Orang Utans in Danum Valley, Malaysia

Meet Acho. Acho is an 8 year old Bornean Orang Utan living in the Danum Valley on the Malaysian side of Borneo. Danum Valley is a primary rainforest, or virgin rainforest, in Malaysia which means it has been untouched by significant human activity, particularly logging. Secondary rainforests are ones that have been logged before or have been significantly disturbed by humans. 

Bornean Orang Utans are an endangered species and only live on the island of Borneo. Palm oil plantations are the main reason these Orang Utans are endangered. As their homes are cut down by palm oil producers they have fewer and fewer places to live and eat. And while illegal, Orang Utans are often killed when trespassing on oil plantation fields to protect the crop. 

After Kuala Lumpur, I spent several days in the Danum Valley rainforest so that I could see these amazing creatures in the wild! There is no guarantee that you get to see them during your stay, so I consider myself pretty lucky because we had two sightings! In addition to Orang Utans, I saw lots of other amazing creatures during my incredible stay. Pictures of a few of them (couldn't get great pictures of most of them) are below.  

The Borneo Rainforest Lodge is a tiny little lodge and is the only place for visitors in the area, though there is a research centre where those working and studying can stay during their time in Danum Valley. Borneo Rainforest Lodge is an ecolodge so they go to great lengths to use as little resources as possible -- this meant no air conditioning, no water bottles or plastic and eco-friendly designed buildings. 

I got my own little hut to stay in during my time in Danum Valley!

The Danum Valley was not an easy place to get to which is probably why it is not a big tourist destination for those visiting Malaysia. First you have to take a small prop plane to Lahad Datu, the nearest village, and then drive 2.5 hours on a bumpy, dirt road. At one part, the river had flooded over the normal dirt path, so we had to go through the river in our truck, which are a bit more like jeeps and made for this type of off roading. But before crossing the river, the driver had to get out and check to see if crocodiles were around! On the way back, the river was too high so we had to cross via the old bridge just above the path. Before crossing though, my driver asked me to get out of the truck and walk across in case the bridge collapsed while he drove across. 

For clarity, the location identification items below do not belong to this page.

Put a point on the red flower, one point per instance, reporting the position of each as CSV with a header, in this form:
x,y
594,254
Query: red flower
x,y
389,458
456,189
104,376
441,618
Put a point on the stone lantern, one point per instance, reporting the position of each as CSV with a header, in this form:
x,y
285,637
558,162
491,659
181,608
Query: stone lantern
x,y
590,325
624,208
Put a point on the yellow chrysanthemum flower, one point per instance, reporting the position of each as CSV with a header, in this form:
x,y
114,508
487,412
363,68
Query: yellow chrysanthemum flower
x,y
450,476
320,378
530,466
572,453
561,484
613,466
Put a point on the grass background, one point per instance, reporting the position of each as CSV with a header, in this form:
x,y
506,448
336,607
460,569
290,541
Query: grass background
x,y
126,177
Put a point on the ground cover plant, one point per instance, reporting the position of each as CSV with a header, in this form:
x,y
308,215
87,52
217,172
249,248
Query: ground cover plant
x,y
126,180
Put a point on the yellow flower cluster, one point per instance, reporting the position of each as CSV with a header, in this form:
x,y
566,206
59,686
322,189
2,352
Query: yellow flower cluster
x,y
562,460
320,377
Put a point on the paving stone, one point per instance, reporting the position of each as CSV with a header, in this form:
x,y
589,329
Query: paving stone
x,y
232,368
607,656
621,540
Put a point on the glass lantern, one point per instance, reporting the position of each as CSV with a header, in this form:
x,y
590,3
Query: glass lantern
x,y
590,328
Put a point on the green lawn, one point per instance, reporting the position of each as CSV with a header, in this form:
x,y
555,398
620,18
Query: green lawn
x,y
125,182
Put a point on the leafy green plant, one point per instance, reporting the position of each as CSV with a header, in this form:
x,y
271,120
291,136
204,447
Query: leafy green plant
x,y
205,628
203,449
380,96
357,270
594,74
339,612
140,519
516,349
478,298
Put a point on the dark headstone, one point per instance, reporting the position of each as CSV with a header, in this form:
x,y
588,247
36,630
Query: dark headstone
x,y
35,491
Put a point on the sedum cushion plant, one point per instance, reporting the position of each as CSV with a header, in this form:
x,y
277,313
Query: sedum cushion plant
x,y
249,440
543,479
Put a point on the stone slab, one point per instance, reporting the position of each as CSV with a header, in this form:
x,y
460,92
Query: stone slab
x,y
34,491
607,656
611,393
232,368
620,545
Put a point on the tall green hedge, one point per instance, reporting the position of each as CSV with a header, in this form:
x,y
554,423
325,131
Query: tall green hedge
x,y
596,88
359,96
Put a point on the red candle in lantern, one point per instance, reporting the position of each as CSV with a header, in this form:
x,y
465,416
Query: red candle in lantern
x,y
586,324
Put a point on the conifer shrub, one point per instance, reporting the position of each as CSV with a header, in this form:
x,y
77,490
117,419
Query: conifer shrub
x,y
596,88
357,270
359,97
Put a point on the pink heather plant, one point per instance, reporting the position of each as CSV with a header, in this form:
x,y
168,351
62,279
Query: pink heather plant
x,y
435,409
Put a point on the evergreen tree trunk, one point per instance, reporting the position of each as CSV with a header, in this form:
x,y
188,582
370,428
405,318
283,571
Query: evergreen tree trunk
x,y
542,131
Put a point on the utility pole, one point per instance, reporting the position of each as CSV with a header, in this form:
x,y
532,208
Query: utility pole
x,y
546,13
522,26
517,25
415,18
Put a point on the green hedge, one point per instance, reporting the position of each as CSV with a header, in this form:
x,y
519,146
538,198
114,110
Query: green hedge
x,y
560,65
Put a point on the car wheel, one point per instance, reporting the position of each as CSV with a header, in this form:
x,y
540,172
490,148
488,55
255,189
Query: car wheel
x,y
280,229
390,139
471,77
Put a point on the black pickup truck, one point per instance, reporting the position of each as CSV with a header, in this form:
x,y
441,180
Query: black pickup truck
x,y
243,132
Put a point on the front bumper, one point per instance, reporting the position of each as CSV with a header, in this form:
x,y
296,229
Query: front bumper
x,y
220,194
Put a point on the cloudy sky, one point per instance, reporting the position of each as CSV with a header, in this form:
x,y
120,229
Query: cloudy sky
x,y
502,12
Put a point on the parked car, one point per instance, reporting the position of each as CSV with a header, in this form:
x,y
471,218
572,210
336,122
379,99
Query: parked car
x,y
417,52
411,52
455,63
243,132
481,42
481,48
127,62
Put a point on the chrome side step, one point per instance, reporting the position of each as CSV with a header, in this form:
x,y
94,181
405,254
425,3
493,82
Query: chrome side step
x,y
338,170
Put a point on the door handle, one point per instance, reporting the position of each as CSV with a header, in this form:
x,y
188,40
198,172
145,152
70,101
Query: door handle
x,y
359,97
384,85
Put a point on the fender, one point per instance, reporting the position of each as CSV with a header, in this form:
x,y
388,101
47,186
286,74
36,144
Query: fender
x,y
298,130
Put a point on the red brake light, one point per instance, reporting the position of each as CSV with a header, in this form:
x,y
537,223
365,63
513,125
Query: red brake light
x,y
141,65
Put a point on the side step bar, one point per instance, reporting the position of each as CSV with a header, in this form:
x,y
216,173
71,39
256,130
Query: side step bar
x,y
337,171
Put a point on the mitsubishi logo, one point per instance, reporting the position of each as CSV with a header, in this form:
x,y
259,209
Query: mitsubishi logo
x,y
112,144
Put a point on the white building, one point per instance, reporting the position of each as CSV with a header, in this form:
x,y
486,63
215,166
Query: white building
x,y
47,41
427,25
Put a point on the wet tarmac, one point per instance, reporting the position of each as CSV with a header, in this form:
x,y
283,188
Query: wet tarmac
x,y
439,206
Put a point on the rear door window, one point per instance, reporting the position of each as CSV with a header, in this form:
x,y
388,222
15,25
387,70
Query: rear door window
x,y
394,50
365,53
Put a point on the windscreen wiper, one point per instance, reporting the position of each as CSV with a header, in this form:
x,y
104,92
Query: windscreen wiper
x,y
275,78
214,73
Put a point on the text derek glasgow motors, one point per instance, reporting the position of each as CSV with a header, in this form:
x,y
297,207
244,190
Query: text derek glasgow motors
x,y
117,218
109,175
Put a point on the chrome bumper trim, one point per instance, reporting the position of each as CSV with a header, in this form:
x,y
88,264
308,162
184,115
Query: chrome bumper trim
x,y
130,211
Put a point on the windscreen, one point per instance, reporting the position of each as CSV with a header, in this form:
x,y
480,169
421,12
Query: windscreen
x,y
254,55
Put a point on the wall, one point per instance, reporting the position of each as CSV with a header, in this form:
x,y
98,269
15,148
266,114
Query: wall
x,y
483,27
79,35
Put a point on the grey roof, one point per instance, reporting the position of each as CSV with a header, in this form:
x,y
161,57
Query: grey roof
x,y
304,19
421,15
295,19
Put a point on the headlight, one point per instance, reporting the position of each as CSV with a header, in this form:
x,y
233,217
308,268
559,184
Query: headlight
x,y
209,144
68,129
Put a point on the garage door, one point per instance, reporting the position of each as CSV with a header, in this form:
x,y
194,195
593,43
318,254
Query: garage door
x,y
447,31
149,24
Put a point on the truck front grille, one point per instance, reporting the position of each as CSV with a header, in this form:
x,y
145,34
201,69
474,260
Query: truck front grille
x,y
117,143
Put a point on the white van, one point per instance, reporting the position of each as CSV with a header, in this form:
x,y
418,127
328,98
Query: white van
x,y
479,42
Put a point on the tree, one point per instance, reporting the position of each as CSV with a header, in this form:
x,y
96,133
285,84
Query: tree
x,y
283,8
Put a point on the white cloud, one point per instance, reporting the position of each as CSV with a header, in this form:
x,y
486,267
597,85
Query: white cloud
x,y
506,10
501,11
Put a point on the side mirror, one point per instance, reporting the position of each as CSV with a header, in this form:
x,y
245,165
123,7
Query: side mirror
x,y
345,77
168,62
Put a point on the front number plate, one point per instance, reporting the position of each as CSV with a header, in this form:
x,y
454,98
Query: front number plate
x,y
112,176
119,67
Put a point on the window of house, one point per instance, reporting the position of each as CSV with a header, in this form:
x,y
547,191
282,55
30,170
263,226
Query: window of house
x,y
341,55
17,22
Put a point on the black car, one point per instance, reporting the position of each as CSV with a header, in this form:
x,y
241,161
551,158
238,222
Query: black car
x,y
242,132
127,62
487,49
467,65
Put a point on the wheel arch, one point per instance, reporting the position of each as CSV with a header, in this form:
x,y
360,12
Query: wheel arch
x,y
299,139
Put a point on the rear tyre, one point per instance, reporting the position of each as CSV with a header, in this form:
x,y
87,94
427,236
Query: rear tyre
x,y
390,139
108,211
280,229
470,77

This is Ali, my guide, on the look out for animals up in the canopy. 

Special leech socks need to be worn to avoid getting one of these blood-sucking insects on your ankles or in your shoes. These leeches live on the ground and move around like inch worms to find food. 

Leaf nosed lizard

A tarantula! In. the. lodge. We also saw another in a tree hunting for food while on our night walk.

Everything in the rainforest is so much bigger than what we are used to seeing. This daddy-long-leg looking spider was bigger than the palm of my hand. 

Ants were in abundance and were the biggest and scariest I have ever seen! This Giant Forest Ant was gigantic and walked so quickly I couldn't get a clear shot. It had two big pinchers on the front of its head but it doesn't bite humans. This type of ant gets to be over an inch in length!

a wild banana tree

On the first day, we hiked to the top of the nearest mountain which took about 2 hours and was almost entirely uphill. The heat and rain made it incredibly hot and humid but we were rewarded when we arrived with another Orang Utan sighting. 

This is Shena and baby Sue. Sue is less than a year old and hung onto her Mom the entire time they were around but never took her eyes off of us. Even when Mom was on the move, she would adjust herself so that she could see us. They stuck around for about 30 minutes before moving along to another place to eat. 

Mom got pretty close to us and started making calling noises to Acho (her son) so that he would be warned that they had company. 

Acho was such a show-off! He loved posing for us and wasn't afraid to get very close. Ali, my guide, told me that Acho came up to him once and hugged him from behind. Most Orang Utans are pretty friendly except for the Moms with babies and the big male Orang Utans.

There were many red leaf monkeys all over the place! These monkeys are much smaller in size and tend to hang out in large groups. 

On the last day, we did a canopy walk which was a great way to see the wildlife high up in the trees. 

Since we did our canopy walk in the morning, there was still a lot of fog which made you feel like you were walking in the clouds. 

Ali, our guide, and the German couple that were in my group.